My thoughts jumped from dismay about the accumulation and maximizing profits (what this is all about) to disgust about the sheer cruelty of it all – the reckless endangerment of communal health. Morbidity and mortality are all going to rise, all affecting the poor, the very young and the very old disproportionately. Had me thinking about kids again and the most upsetting thing I read this week.

ProPublica had an in-depth report about kids in detention camps. Thousands are detained with their families, some close to a year, although a long-standing legal settlement generally limits the time children can be held in detention to 20 days.

Missing out on education? “School” classes allow only 12 students of mixed age groups and last for just one hour. Slots are assigned on a first-come-first-served basis and staff leading the class distribute handouts and worksheets to those who made it inside.

Age appropriate nutrition?

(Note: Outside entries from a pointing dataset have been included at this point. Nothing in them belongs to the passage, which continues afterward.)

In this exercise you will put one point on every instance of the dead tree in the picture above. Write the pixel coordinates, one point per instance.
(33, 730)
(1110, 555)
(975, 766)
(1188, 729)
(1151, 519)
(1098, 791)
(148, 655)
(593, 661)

Food comes with worms and mold, and repetitive meals with portions too small, so that adults go hungry and often take from kids. Water is unclean, toilet facilities unspeakable. Rooms, with metal cots, are overcrowded, some holding up to 20 people. Extreme cold has them suffer.

The biggest complaint is the lack of appropriate medical care. People are constantly sick, measles are spreading. Legal representatives declared in court that more than 700 complaints since last August noted that children with medical problems frequently experience delays, dismissals, or lack of follow-up. Even after hospitalization, denied for so long that babies develop additional diseases like pneumonia, children returning to the camps are refused follow up medication.

Here are letters written by interned children – I guess your first reaction, like mine originally, is to not want to read, given the sense of sadness and helplessness in general, with no capacity for more. But I beg you, be a witness. It will be coming to somewhere near all of us: Federal records reveal ICE is secretly expanding into 150+ facilities across nearly every state — many near schools, medical offices, and places of worship. DHS asked the General Services Administration to hide lease listings and bypass normal procedures – you wonder why.

Thoughts jumping from greed to cruelty to amazement at the natural beauty around me, still accessible and open to all. That, in turn, led to thinking about National Parks, severely impacted by financial cuts on all levels. On top of it, the Trump administration has ordered the National Park Service (NPS) to remove historical signs at at least 17 national park sites across six states that we know of, including one at the Grand Canyon and another at Glacier National Park. The former referenced the displacement of Native Americans, the latter how climate change is contributing to glacial loss at the park in Montana. A sign was removed at Big Bend National Park in Texas, that referenced geology, fossils, and prehistoric history, some of which were written in both Spanish and English. In Wyoming’s Grand Teton National Park, officials also removed a sign referencing Native American history.

The National Parks Conservation Association (NPCA) says that the removals are an attempt to erase history. The Sierra Club is suing the administration for refusing to disclose how the sign removals are being carried out. A librarian led organization, Save our Signs, is collecting photographic evidence of the signs out there, so that we remember what they said before removal. Here is their website.

“To all your readers, please go out and collect photos of signs at National Parks before they are removed, to help us all collectively remember our history – the good, the bad, everything.”

SOS hosts an online database archiving photographs of all sign removals. The group also asks NPS visitors to submit photos of empty spots where signs used to be and of creative responses, like protest art, that have been put up where NPS signs were removed.

So if you are traveling farther than I am currently, you know what to do! The only sign I’ve come across the last days was this – I approve this message!